My “bond” with Claire had been an unintentional side effect of my finding her just when she needed someone the most. That one moment had stolen her natural presentation for her true mate. I’d merely been the wrong warlock at the right time.

Claire Landon deserved far better than that. Far better than me.

The inside of the bar was dark and smoky. Nobody bothered to remind the proprietors that smoking indoors had been illegal for decades. Just like nobody bothered to comment on the fact that a cop was sitting down at a rickety old table and about to get shitfaced. No one here would ask whether I was on duty because no one gave a good godsdamn.

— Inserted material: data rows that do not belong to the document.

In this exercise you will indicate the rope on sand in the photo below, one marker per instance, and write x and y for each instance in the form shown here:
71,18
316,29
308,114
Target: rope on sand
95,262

It was exactly the type of place I was looking for.

The waitress who handed me my draft gave me a wink and sauntered away. I grunted a “thank you” when she was out of earshot, too bogged down in my thoughts to realize our interactions weren’t in sync.

“You look utterly morose,” a deep, British voice said, interrupting my navel-gazing. “Personally, I think it’s a terrible look on you. But you’ve got at least three little human females at the bar wondering if they can be the ones to turn that miserable frown upside down.”

Sebastian Cavanaugh took a seat across from me without an invitation. The man was always tailored to perfection. Though I didn’t know how old the warlock was, I suspected we were fairly close in age. His accent suggested we’d shared similar roots. But while mine had been slowly wrenched out of me by years of living in the States, his British accent had seemed to only become more refined.

“How do you know they’re looking at me, Cavanaugh?” I asked, leaning back in my seat and trying to feign interest in the man before me. “According to the dispatcher back at the station, your British accent is the equivalent of werewolf smut and firefighter calendars.”